This individual coaching programme is aimed at history teachers (and German teachers in German-speaking countries) who want to address the topic of National Socialism in their classes in such a way that it it will raise their pupils’ awareness of the fact that they themselves are also susceptible to ideologies, authoritarianism and totalitarianism.  

“Do you know where your time is heading? Are you sure that the years of your youth will not one day be called the pre-war years, perhaps even ‘the last days of mankind’? Can you rule out belonging to a generation that could have seen, should have known that …? Historians have it easy. They explain in retrospect why everything had to turn out the way it did. Since they know exactly ‘what it all boiled down to’, they effortlessly find the right path through the labyrinth of a bygone era. They leave to the left or even to the right the aberrations and overgrown paths in which the people of an era confidently settled with their longings and hopes, certainties and fears. This is not a justification, but a warning.”
— Eva Sternheim Peters, The Time of Great Deceptions – A Girl’s Life under Fascism

In our school education system, the discussion of National Socialism still takes up the most space in the discussion of authoritarianism and totalitarianism. Books such as ‘The Diary of Anne Frank’ or ‘The Wave’ are common readings to familiarise pupils with the topic. However, the information content of both books remains questionable: what historical knowledge should pupils gain from reading the ‘Diary of Anne Frank’? That there were likeable Jewish girls in Nazi Germany? If it were really necessary to teach this, reading a book would not be enough and otherwise the book, due to the fact that the first-person narrator is cut off from the environment in her hiding place, does not provide any observational data about relevant social processes that could lead to a gain in understanding what was actually going on. ‘The Wave’ doesn’t provide this data either, as it artificially and contrivedly places fascist behavioural structures in an American high school context, thereby wiping real life situations that led to National Socialism off the table and reducing the complexities of totalitarianism to a false narrative about people’s susceptibility to fascist behavioural aesthetics. 
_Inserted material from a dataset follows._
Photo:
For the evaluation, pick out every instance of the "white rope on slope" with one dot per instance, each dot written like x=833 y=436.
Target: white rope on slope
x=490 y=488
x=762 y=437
But the relevant question would be: Why did people like you and me become Nazis? Much has been speculated and written about this. And the American sociologist Theodore Abel simply asked the Nazis by launching a biographical essay competition with cash prizes in a Nazi newspaper in the year 1933. The resulting collection of hundreds of personal biogrammes of early Nazis, and the ruthlessly honest autobiographical book ‘The Time of Great Deceptions – A Girl’s Life under Fascism’ by German psychologist Eva Sternheim-Peters are, in my opinion, far more productive teaching materials and I offer to show you in a process-accompanying coaching series, how you can use them in your class effectively, playfully and in a theatrical way, in order to give the pupils a personal encounter with totalitarian thinking and a good portion of self-knowledge about their own susceptibility. In his essay ‘The Operation called ‘Verstehen”, Theodore Abel himself made it very clear that ‘understanding’ the actions of another person is not suitable as a scientific tool to gain knowledge about the other person, as one can only understand the other to the degree one can understand oneself. The acting approach I offer utilizes precisely this treachery of ‘understanding’: We will approach the actions and thoughts of distant people with the aim of gaining knowledge about ourselves. Coaching can take place online and includes both project preparation and process support.